トレーニングの効果を得ようと思えば、もちろん強度や質、頻度を高めなければならないですが、トレーニングはやりすぎると身体に害を与えます。
いち早く効果を得たいからといって過度にトレーニングの強度を高めたり、頻度を高めてもあまり現実的ではありません。かといって、手を抜いてトレーニングしていいわけではないですが…。

ドイツの生理学者ヴィルヘルム・ルーは人間の身体を生理学的観点からとらえた時にある基本法則を提唱しました。
その内容とは「使用性肥大」「廃用性萎縮」「過度使用性障害」と呼ばれる三つの法則ですが、この三つは人の身体機能を考えるうえで大前提の考え方になります。
分かりやすく言うと、適切にトレーニングすれば適切に人間の身体は発達しますし、トレーニングを休み過ぎたら筋肉は萎縮する(すなわち少なくなる)、トレーニングをやり過ぎたら怪我するということです。

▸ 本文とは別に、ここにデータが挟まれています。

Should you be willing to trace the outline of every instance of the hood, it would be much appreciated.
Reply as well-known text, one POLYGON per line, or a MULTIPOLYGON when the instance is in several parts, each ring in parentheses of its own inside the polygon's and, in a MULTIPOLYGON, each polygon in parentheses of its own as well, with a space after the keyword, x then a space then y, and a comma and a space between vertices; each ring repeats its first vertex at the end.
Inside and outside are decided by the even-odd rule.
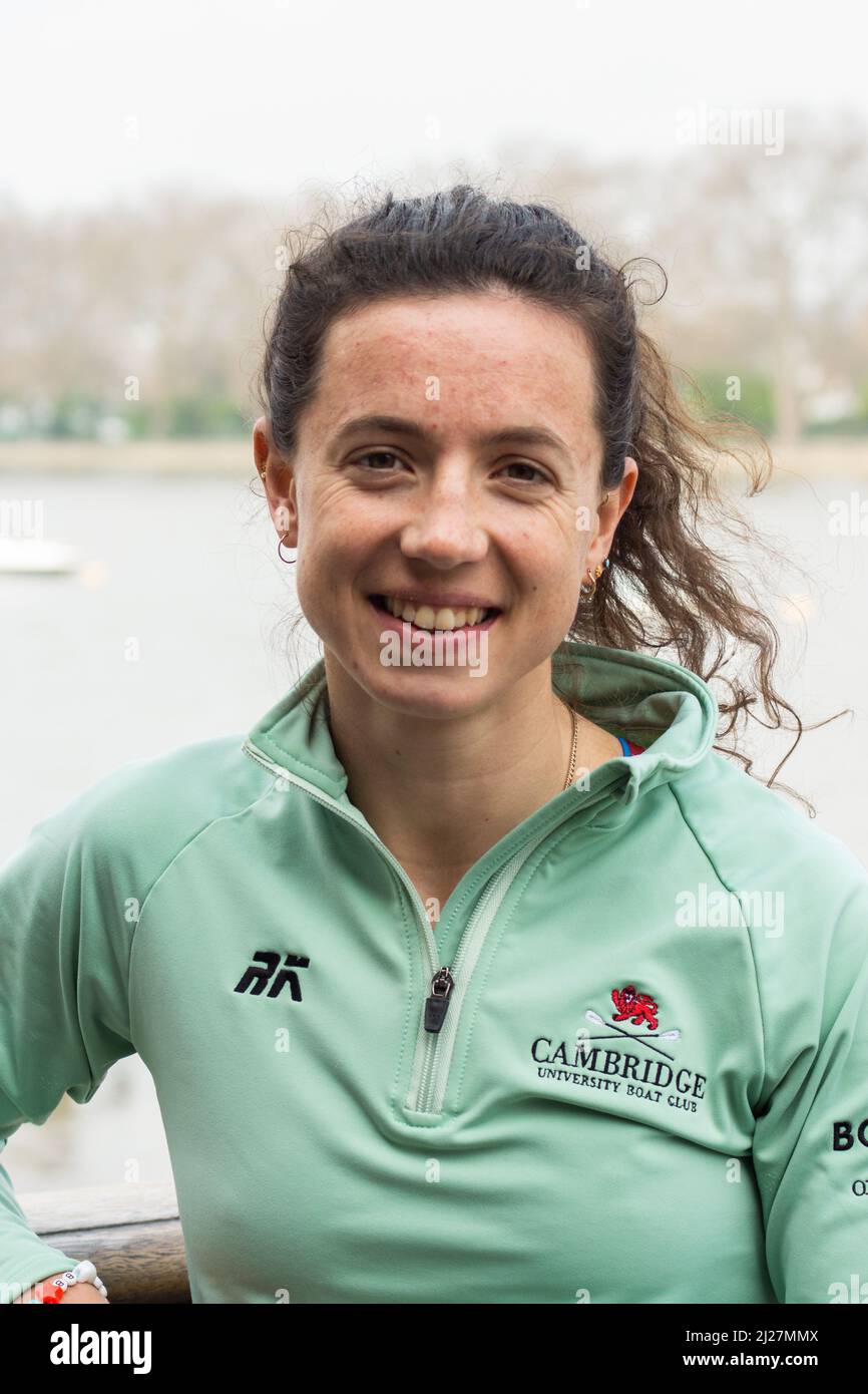
MULTIPOLYGON (((550 810, 564 800, 568 811, 571 800, 573 815, 592 828, 620 827, 640 797, 692 769, 715 742, 718 703, 711 689, 667 659, 564 640, 552 655, 552 686, 589 721, 648 747, 641 756, 598 765, 587 788, 570 788, 545 806, 550 810)), ((245 746, 366 822, 347 796, 325 696, 325 661, 319 658, 259 718, 245 746)))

その中でも今回は、筋線維の萎縮(廃用性萎縮)ついて書いていきたいと思います。

まず、トレーニングに行けない日は焦らなくていいということを言いたい。体調が優れない、仕事が忙しくてルーティンが崩れてしまった、気分が乗らない等、社会生活を営む上で何かが影響してトレーニングに行けない事は多々あると思いますが、筋肉は簡単に減ることはないし、長い目で見るとたった数日、数週間トレーニングをしなかったというだけで今まで培ってきたものが全て取っ払われてしまうなんてことはないので安心されたい。
(余談が長すぎる)

しかし、長期間トレーニングを休止する(ディトレーニング)と骨格筋の萎縮がみられます。骨格筋の現象は老化現象の一つとしても捉えられますが、ギブス固定などによる関節可動域の制限などによっても骨格筋の萎縮が観察でき、筋収縮による刺激やストレスが無くなることでタンパク質合成が抑制され、より骨格筋の減少が引き起こされます。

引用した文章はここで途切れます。